There was nothing of the divine essence in Samson as the Hebrews
conceived him, except that spirit of God with which he was directly
endowed in supreme crises. There is little evidence of his
possession of great wisdom, but strong proof of his moral and
religious laxity. He sinned against the laws of Israel's God when
he took a Philistine woman, an idolater, to wife; he sinned against
the moral law when he visited the harlot at Gaza. He was wofully
weak in character when he yielded to the blandishments of Delilah
and wrought his own undoing, as well as that of his people. The
disgraceful slavery into which Herakles fell was not caused by the
hero's incontinence or uxoriousness, but a punishment for crime, in
that he had in a fit of madness killed his friend Iphitus.

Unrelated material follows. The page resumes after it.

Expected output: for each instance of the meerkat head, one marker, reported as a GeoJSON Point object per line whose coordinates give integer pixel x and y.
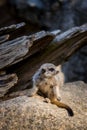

And the
three years which he spent as the slave of Omphale were punctuated
by larger and better deeds than those of Samson in like situation--
bursting the new cords with which the men of Judah had bound him
and the green withes and new ropes with which Delilah shackled him.
The record that Samson "judged Israel in the days of the
Philistines twenty years" leads the ordinary reader to think of him
as a sage, judicial personage, whereas it means only that he was
the political and military leader of his people during that period,
lifted to a magisterial position by his strength and prowess in
war. His achievements were muscular, not mental.